In the future, we will implement our template-based approach to consider the lateral compartment of the tibiofemoral joint. This improvement should include the geometry of the lateral compartment and the differentiated medial/lateral loading during the stance phase of gait. Moreover, we will explore the capability of other biomechanical responses, such as the maximum shear strain, to identify the future knee OA stage, as they have been associated with damage in other tissue constituents than the collagen network [14]. Finally, considering local defects in the models can be a valuable feature to expand the use of our approach in cohort studies of post-traumatic knee OA. This could be done by rapidly defining affected zones by imposing adequate boundary conditions and depleting the mechanical properties of the tissue (e.g., low elastic properties, high permeability), as well as by performing proper local mesh refinement.
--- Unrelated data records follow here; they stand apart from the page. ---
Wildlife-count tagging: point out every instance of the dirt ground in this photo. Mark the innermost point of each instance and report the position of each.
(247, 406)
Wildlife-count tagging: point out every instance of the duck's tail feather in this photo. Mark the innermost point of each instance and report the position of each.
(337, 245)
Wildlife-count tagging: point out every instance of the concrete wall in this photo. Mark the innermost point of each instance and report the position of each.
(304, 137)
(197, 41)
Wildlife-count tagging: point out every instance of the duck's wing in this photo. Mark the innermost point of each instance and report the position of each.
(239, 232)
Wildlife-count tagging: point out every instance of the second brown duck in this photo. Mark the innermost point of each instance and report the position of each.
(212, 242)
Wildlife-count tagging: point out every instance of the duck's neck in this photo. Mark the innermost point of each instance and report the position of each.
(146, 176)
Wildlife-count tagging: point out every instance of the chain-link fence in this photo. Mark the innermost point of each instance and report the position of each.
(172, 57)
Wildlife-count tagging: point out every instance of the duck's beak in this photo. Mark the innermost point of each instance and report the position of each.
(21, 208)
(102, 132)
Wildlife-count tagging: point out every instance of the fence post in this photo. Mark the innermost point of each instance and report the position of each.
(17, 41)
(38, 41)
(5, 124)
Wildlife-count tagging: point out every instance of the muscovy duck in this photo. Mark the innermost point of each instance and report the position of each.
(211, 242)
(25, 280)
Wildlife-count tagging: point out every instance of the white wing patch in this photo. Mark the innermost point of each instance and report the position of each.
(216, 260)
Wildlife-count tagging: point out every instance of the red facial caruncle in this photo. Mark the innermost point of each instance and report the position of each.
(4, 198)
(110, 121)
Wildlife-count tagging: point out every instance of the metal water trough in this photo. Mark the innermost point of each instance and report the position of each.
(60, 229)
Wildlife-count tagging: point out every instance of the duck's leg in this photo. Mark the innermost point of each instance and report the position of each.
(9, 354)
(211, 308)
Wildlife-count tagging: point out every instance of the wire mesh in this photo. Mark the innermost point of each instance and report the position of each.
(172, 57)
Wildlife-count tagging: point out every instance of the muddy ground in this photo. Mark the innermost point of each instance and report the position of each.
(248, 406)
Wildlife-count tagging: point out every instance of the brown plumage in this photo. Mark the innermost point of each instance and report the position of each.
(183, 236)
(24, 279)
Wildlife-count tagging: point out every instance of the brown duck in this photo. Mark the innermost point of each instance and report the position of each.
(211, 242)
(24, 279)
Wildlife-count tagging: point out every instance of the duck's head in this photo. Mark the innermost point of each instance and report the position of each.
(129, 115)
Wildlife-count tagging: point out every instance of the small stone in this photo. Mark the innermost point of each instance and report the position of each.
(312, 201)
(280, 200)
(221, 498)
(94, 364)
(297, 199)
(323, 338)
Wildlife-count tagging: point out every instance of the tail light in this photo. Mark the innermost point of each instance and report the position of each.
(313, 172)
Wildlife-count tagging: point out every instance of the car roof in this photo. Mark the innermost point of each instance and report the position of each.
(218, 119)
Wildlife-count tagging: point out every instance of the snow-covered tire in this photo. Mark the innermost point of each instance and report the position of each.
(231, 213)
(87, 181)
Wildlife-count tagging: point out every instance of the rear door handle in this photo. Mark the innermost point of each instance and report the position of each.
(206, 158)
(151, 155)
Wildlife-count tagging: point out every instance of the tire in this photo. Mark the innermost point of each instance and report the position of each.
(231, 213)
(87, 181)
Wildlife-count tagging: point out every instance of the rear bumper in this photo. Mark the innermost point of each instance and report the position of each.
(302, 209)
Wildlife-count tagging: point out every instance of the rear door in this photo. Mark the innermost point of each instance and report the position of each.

In conclusion, the template-based method to simulate the biomechanical behavior of the medial compartment of the knee was extrapolated to two widely used FE softwares obtaining similar acceptable classifications of the future knee KL grades. Through this work, we encourage the development of reproducible methods to study and predict the degeneration of human body structures, aiming for tools to help clinicians elucidate conservative treatments for multifactorial musculoskeletal disorders.